Depuis le 1er mai, les personnes arrêtées pour garder leurs enfants, les personnes à risques ont vu leur mode d’indemnisation transformé en activité partielle. Mais alors, comment ça marche ?

Il est tout d’abord important de souligner le fait que jusqu’à la fin du mois de mars 2020, « 25 % des salariés étaient placés en activité partielle, 25 % en télétravail, 25 % continuaient de travailler comme auparavant, et 13 % étaient en arrêt maladie (garde d’enfant, personne à risque, etc.) » selon une note de la Direction de l’Animation de la Recherche, des Études et des Statistiques (DARES).

La nouvelle mesure gouvernementale entraînera donc une augmentation des salariés en activité partielle.

Avant le 30 avril : arrêt maladie

La mesure en vigueur jusqu’au 30 avril 2020 impliquait une indemnisation pour les personnes placées en arrêt maladie. Ces dernières ont obtenu les indemnités journalières de la Sécurité Sociale ainsi qu’un complément de salaire de leur employeur. Quel qu’était leur ancienneté, ce complément était de 90% leur salaire. Mais ce mode d’indemnisation valable pour les arrêts entre le 12 mars et le 30 avril 2020 a changé.

À compter du 1er mai : activité partielle

Le Gouvernement a annoncé qu’à partir du 1er mai 2020, les personnes arrêtées suite au virus Covid-19 seront dorénavant placées en activité partielle.
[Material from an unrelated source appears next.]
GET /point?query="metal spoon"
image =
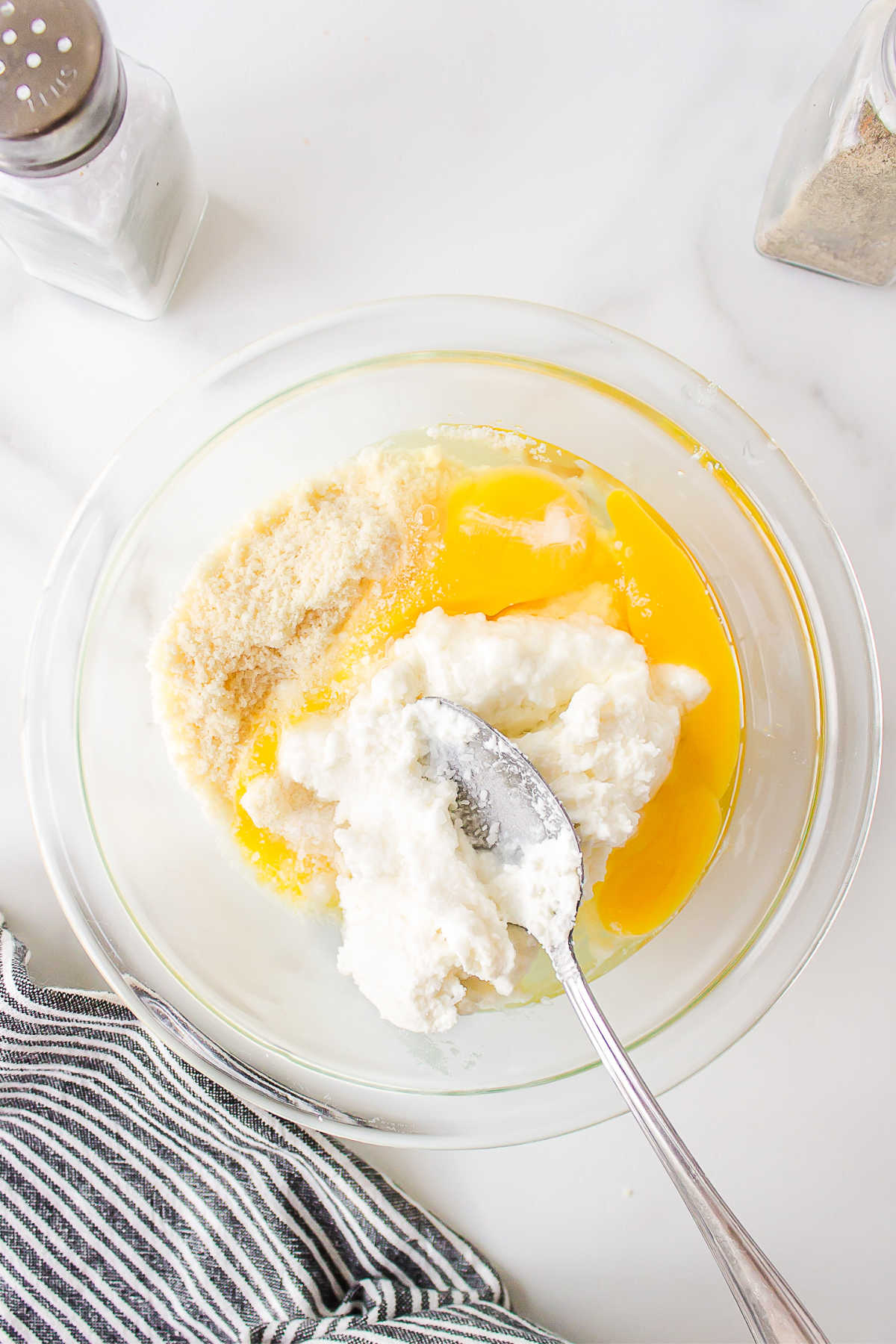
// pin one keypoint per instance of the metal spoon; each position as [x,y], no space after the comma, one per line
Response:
[504,804]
Les indemnisations sont les suivantes :

  • Les salariés dont la rémunération est égale au SMIC recevront 100 % de leur salaire net.
  • Les salariés dont la rémunération est supérieure au SMIC et travaillant 35 heures par semaine recevront 70 % de leur salaire brut, c’est-à-dire 84 % de leur salaire net. Il en revient aux entreprises de choisir de compléter la rémunération pour qu’elle atteigne 100 % de leur salaire habituel.
  • Les salariés travaillant au-delà de 35 heures par semaine ne sont habituellement pas indemnisables au titre de l’activité partielle. Mais compte tenu de la situation exceptionnelle, certaines heures supplémentaires pourront entrer dans le dispositif. Par exemple :
      • les heures supplémentaires prévues par des conventions individuelles de forfait, établies sur la semaine, le mois ou l’année, conclues avant le 23 avril 2020
      • les heures supplémentaires prévues par des durées collectives de travail plus importantes que la durée légale initiale et conclues avant le 24 avril 2020

Dans son communiqué de presse, le Gouvernement précise que « cette mesure permet d’éviter une réduction de l’indemnisation des personnes concernées : sans cette mesure, le niveau d’indemnisation des salariés aurait diminué pour atteindre 66 % du salaire après 30 jours d’arrêt pour les salariés justifiant d’une ancienneté inférieure à 5 ans, par exemple ».

De plus, le délai de carence est supprimé dans ces cas et les salariés n’ont aucune démarche à entreprendre pour bénéficier de ces évolutions.

Et les employeurs ?

Les employeurs peuvent se réjouir de cette nouvelle car lorsqu’un salarié était en arrêt suite au coronavirus, il demeurait à leur charge à hauteur de 40 % de leur salaire. Avec ce dispositif d’activité partielle, les employeurs verseront 84 % du salaire net de leurs salariés qui seront ensuite remboursés par l’État.

 

Les travailleurs non salariés

Pour les travailleurs non salariés, c’est-à-dire les indépendants, agents contractuels et fonctionnaires ; la méthode d’indemnisation ne change pas.